RALEIGH, N.C. (WNCN) — Democratic state Senate candidate Valerie Jordan called an effort to get her removed from the ballot “baseless” on Tuesday after Republicans filed a protest claiming she doesn’t live in the district where she’s running for office. 

Jordan is running against Republican state Rep. Bobby Hanig in the state’s third Senate district, which includes Warren County and several other counties in the northeastern part of North Carolina. 

As CBS 17 reported Monday, in the protest Hanig submitted, he included evidence he said shows that Jordan does not live in Warren County but rather continues to live at a home in Raleigh where she lived for many years before launching her campaign. 

Jordan is a current member of the state Board of Transportation. As part of the evidence Hanig submitted, he included photographs taken at Jordan’s home in Raleigh of cars with DOT license plates each day for more than three weeks. Republicans also submitted documents showing she continues to list the Raleigh home as her mailing address for tax purposes with Warren County.  

Jordan changed her voter registration from Wake County to Warren County after the Nov. 2020 election, online records show.  

No one responded at the home in Raleigh on Tuesday. Her campaign did not make her available for an interview about the issue. 

In a statement Jordan released Tuesday, she said: 

“I was born and raised in Warren County. I went to school here, I put in tobacco here, and I raised my daughter here. While I did move to Raleigh for work, years ago, I began commuting back to Warrenton daily to take care of my dying mother. Caring for my mother while she was sick was a deeply painful experience, but the support I received from my Warrenton family and friends reminded me of just how much I love this community and it inspired me to move back home after her passing in 2020. Warrenton is my home, where I pray on Sunday, and where I host our family dinners. Anyone that would suggest that I don’t live in Warrenton clearly doesn’t know Warrenton, which is exactly what’s wrong with Raleigh politicians like Bobby Hanig. This part of our state has been left behind for too long and I look forward to putting eastern North Carolina back on the agenda when elected.”  

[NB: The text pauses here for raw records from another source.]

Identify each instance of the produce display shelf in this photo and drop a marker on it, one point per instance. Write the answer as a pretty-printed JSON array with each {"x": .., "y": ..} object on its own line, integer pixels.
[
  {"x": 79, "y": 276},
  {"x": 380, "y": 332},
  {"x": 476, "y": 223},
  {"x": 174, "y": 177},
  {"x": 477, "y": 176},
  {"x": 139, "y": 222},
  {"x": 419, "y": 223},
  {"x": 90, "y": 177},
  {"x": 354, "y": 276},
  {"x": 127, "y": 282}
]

In an interview Tuesday, Hanig said there’s a “litany of issues” and called for election officials to remove Jordan’s name from the ballot.  

“These folks need the representation they deserve. And, someone living in Raleigh just isn’t going to give it to them,” Hanig said. “The evidence is just completely overwhelming, so compelling that she does not live there. Ideally, she would step aside and let someone that lives in the district run for the race.” 

Pat Gannon, a spokesperson for the NC State Board of Elections, said a party’s nominee can withdraw their name from a race up until the time absentee ballots begin to go out to voters, which is Sept. 9. 

If there’s enough time, a replacement nominee’s name could be on the ballot. However, if there is not enough time, any votes cast for the original candidate would count toward the replacement candidate.  

Chris Cooper, an expert on state politics at Western Carolina University, said when he reviewed the protest he found it “compelling” but noted there have been mixed outcomes with similar challenges in the past.    

“We see these challenges from time to time. A lot of folks have multiple houses, maybe they have a rental house somewhere else. But, this does look fairly compelling,” he said.  

The protest comes during an election in which Republicans are hopeful they will retake a veto-proof supermajority in the General Assembly. 

Jordan defeated current Sen. Ernestine Bazemore in the Democratic primary this year. Republicans need to flip at least two seats currently held by Democrats in order to achieve a supermajority in the Senate.  

Based on recent voting history, the district favors Democrats by about five percentage points.  

Jordan recently stood with Gov. Roy Cooper (D) at a press conference on abortion access as he highlighted the critical races across North Carolina that will determine whether Republicans win a supermajority or if Democrats can hang onto enough seats to prevent that.  

“If the Republicans were going to pick off a Democratic district, this would be a pretty good candidate to do it,” Cooper said. “You’ve got Bobby Hanig, the Republican who’s running for higher office, who is certainly an extremely conservative Republican who has denied some things about the 2020 election who is running in a Democrat +5 district. So, even if Jordan isn’t the candidate, that doesn’t necessarily mean the Republicans are going to take this seat.”